Restaurants might also gain intel about which of their dishes are winners and which are duds, leading them to make menu choices that could cut down on food waste. “In many ways restaurants on their back end are trying to do this anyway,” Wu says. 

One potential issue is that restaurant menus change more frequently than ever before as chefs celebrate seasonality and constantly create new dishes to stay ahead of the competition. Wu says the Simmer team pays close attention to updating menus when the seasons change and also rely on Simmer users to alert them about new additions to menus. The founders have partner companies that they say are experts at sourcing accurate menus online. 

There’s room to play within the app. Soon Simmer users will be able to tag dishes with categories like vegan, gluten-free, or spicy, follow other users with similar tastes, peruse definitions of ingredients, and link their accounts with delivery apps.

When Simmer launches today, users will notice there are already a significant number of reviews. Wu explains how they got there.

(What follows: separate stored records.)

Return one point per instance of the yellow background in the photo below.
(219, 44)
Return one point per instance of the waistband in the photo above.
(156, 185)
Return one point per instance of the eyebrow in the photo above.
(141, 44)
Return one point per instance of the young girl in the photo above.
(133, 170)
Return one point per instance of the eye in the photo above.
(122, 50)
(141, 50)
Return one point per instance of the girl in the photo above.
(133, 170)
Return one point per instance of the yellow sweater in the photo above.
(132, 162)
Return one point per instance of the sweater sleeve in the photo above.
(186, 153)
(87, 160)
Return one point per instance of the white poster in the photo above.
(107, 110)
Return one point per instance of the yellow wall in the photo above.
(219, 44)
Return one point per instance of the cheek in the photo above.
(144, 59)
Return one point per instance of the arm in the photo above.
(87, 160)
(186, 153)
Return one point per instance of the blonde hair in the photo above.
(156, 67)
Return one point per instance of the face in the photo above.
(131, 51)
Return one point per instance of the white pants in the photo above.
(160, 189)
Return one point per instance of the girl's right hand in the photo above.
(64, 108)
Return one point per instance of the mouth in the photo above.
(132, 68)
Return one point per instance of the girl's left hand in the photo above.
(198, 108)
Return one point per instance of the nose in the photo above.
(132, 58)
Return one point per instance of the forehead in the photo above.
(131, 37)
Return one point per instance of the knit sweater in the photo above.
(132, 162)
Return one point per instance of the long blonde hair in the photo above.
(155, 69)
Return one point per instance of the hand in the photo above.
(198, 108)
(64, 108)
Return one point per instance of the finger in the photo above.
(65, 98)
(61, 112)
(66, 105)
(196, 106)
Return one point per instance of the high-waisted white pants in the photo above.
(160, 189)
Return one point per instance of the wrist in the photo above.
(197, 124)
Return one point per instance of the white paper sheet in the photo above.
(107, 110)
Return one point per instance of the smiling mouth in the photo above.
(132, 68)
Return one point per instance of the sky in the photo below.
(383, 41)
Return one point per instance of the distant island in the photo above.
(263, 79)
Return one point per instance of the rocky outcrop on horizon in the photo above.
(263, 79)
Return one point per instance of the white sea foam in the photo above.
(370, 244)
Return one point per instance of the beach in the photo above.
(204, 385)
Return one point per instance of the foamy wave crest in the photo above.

“You need ratings to attract users and you need users to generate ratings and attract other users,” he says. “A lot of these reviews are already online on blogs or Instagram. Someone out there is saying something about the cheung fung at Tiger Fork. If we can scrape that review, we can use machine learning to take that qualitative review and turn it into a quantitative rating.” For example, if someone said they loved the ambiance and their server but talked about a specific dish being terrible, Simmer will post a three out of 10 rating.

It appears others have launched similar apps in the past including EatOpine, Baidu, Epicurator, and DishTip.

Wu says, “Hopefully this is something everyone in D.C. can use to figure out what the heck to order when you go to a restaurant.”